An $8 million project, the center will include a library, a parent-child resource room, meeting rooms for individual and group counseling and support, administrative offices and a base for volunteer activities. A therapeutic teaching kitchen for persons with disabilities and a creative arts studio are also planned, reflecting the broad range of services the organization, marking its 160th year in 2015, provides. There will also be a thrift boutique on site.
Groundbreaking is scheduled for Sept. 9, said Paula Goldstein, who has served as JFCS’s CEO since 2011. The center is expected to open in September 2016.
The new facility will be called the Barbara and Harvey Brodsky Enrichment Center, in honor of the philanthropist couple.

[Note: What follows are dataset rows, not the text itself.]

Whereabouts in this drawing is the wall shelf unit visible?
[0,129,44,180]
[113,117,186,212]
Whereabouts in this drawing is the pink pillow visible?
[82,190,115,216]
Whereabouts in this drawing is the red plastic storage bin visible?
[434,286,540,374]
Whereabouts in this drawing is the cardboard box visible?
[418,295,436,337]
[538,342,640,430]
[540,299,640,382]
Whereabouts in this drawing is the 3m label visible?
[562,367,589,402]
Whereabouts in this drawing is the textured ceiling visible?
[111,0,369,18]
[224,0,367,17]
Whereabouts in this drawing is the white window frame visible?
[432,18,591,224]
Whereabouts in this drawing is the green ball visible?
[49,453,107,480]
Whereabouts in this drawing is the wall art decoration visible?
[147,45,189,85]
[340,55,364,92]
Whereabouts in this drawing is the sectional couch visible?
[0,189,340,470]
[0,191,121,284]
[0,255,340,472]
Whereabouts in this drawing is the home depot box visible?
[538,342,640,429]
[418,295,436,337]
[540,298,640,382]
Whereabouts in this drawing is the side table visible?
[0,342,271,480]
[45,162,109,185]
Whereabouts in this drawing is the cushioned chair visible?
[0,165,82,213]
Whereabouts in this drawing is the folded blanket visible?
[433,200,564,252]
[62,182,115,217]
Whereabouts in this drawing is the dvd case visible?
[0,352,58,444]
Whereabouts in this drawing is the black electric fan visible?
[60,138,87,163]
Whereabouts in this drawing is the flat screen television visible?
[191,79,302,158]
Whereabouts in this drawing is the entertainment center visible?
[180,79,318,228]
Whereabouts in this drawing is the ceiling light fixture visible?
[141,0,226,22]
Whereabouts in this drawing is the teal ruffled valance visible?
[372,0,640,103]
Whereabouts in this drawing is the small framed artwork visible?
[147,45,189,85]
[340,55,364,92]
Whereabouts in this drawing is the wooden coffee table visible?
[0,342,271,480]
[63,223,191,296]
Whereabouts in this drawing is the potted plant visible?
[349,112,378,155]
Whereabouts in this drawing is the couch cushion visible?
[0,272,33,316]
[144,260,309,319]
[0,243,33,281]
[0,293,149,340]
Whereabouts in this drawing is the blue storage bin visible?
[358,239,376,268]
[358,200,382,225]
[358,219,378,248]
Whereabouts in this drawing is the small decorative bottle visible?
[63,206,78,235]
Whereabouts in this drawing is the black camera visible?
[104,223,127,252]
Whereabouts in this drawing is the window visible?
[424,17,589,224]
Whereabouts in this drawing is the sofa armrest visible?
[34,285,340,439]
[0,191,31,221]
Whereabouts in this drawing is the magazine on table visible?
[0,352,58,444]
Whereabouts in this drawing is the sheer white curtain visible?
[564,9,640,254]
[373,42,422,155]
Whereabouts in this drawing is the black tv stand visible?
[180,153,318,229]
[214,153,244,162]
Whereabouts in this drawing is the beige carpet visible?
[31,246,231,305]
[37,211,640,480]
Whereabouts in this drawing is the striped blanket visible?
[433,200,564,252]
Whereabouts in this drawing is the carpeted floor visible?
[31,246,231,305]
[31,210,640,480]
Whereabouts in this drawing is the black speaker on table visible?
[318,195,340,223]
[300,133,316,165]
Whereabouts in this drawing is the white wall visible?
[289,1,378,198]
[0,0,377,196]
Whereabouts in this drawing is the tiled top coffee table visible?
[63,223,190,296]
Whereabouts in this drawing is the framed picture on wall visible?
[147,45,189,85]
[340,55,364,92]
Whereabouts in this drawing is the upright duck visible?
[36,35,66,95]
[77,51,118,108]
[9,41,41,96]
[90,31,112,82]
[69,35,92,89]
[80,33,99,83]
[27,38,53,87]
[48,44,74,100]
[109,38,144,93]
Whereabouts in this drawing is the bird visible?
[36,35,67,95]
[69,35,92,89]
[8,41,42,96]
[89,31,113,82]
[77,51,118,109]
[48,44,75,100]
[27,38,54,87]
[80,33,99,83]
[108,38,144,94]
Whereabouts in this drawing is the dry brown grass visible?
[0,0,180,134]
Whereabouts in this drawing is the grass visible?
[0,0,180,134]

Harvey Brodsky, who died in 2011, was a longtime supporter, and Barbara, of Haverford, is a major donor to the initiative.
Goldstein said JFCS has offered a number of its services to Main Line residents in the past through affiliations with local synagogues and in-home services to individuals. The Bala Cynwyd center, as its first permanent home on the Main Line, will offer more opportunities to bring people together and strengthen the community connection and engagement programs it has offered for area clients, she said.

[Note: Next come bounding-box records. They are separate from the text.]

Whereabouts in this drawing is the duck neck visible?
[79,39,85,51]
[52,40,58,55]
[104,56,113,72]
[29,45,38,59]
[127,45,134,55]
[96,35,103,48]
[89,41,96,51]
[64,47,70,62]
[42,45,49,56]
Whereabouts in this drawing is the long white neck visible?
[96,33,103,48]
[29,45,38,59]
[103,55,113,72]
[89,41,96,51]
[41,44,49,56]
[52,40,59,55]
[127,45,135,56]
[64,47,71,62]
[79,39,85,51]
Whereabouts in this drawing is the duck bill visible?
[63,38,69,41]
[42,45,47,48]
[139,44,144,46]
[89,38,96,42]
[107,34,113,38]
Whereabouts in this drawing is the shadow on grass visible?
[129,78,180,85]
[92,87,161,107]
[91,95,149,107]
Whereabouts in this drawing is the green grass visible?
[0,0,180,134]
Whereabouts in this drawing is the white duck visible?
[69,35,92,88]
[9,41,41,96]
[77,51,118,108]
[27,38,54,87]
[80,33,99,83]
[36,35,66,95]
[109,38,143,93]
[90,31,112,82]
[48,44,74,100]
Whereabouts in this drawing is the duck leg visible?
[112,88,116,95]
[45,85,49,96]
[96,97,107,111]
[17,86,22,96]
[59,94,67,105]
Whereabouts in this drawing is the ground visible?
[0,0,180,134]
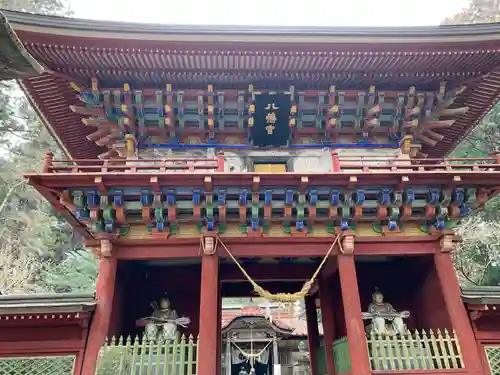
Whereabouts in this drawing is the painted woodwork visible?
[71,78,468,157]
[61,184,477,236]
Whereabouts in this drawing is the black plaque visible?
[250,93,292,147]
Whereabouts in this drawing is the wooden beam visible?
[222,281,304,298]
[220,263,318,282]
[28,181,94,239]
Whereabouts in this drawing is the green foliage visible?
[443,0,500,25]
[0,0,97,294]
[39,249,98,293]
[450,0,500,285]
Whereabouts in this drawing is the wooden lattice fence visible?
[367,330,463,370]
[97,335,198,375]
[0,356,75,375]
[484,345,500,375]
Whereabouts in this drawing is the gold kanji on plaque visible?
[266,103,279,135]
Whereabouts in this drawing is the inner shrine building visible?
[0,7,500,375]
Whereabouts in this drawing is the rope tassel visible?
[215,234,343,302]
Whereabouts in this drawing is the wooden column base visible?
[77,258,118,375]
[197,253,221,375]
[305,296,323,375]
[337,254,371,375]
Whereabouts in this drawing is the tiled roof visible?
[0,12,43,80]
[0,293,96,315]
[2,12,500,158]
[222,306,323,336]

Part of a long-term initiative for the organization, the expansion to Bala Cynwyd and the Main Line responds to a desire to increase services in an area with a large and growing Jewish community, Goldstein explained. “We wanted to have a presence there.”

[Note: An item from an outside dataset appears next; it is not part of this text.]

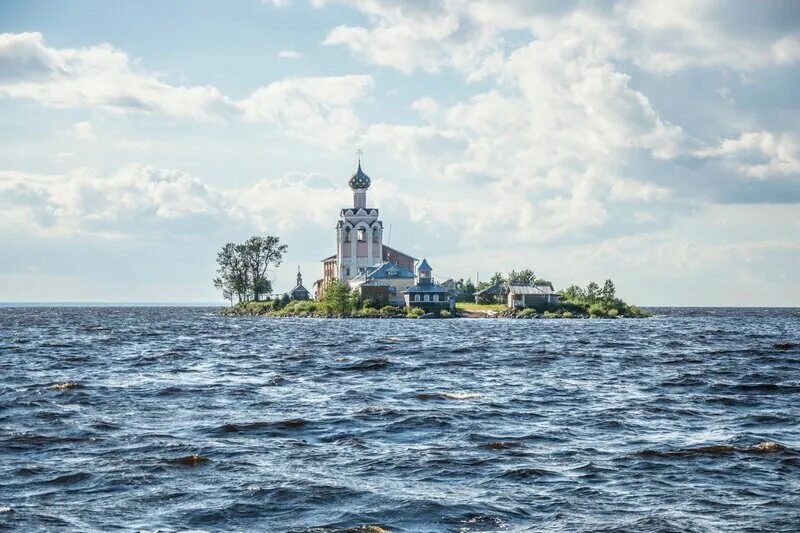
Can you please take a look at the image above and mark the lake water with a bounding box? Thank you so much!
[0,307,800,532]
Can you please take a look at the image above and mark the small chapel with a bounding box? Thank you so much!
[314,154,416,301]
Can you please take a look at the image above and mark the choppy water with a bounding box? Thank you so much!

She said plans are to work within the existing footprint of the 18,000-square-foot building, located at Montgomery and Parsons avenues. Vacant for eight years, it previously housed office and retail uses.
JFCS formed in 1983 when two organizations with a long history in Philadelphia merged. The Association for Jewish Children, whose predecessor agency, the Jewish Foster Home, was found in 1855 by Rebecca Gratz, was the first institution in the country to care for indigent and destitute Jewish children.
Jewish Family Service began in 1869 as United Hebrew Charities, providing food, clothing, fuel and medical and other aid to those in need. It evolved to offer counseling, homemaker services, services for older persons and Jewish family life education programs.
Today, JFCS serves children, teens, adults and seniors – across the life cycle, Goldstein notes. A special focus is on serving persons with special needs and providing community-building services for people who might otherwise be “isolated by their challenges,” she said.
The organization has programs to support Holocaust survivors, and continues to work in the areas of adoption and foster care. Another important area of its work is in financial stability, including budgeting and debt management and assisting clients in obtaining needed Social Security, disability and health benefits. In that area, “We never just give financial assistance. We want to give [clients] a sustainable plan,” Goldstein said.
“We hope to also, through these specialty arenas, invited volunteers to work with our clients,” she said, in a way that “helps people who are volunteering have a meaningful experience and helps the people we serve.”
With its purchase of the Montgomery Avenue properties, JFCS will consolidate parcels zoned commercial and residential. The western portion, zoned R2, is currently a mostly open lot, occupied by a garage that will be demolished. JFCS is seeking a variance to install a driveway from Montgomery Avenue and additional parking on that portion.
In hearings before the Lower Merion Zoning Hearing Board over several months, some neighbors have objected to the plans, preferring to see the parcel at 351 Montgomery developed under its residential zoning.
After the hearings concluded earlier this year, JFCS asked to reopen the matter to present some additional testimony. A hearing date has been set for next Thursday, July 9, at 7:15 p.m., at the Township Building, 75 E. Lancaster Ave.
If a variance is denied, Zoning Officer Michael Wylie said this week, JFCS can still operate the center in the commercial building, without the added parking.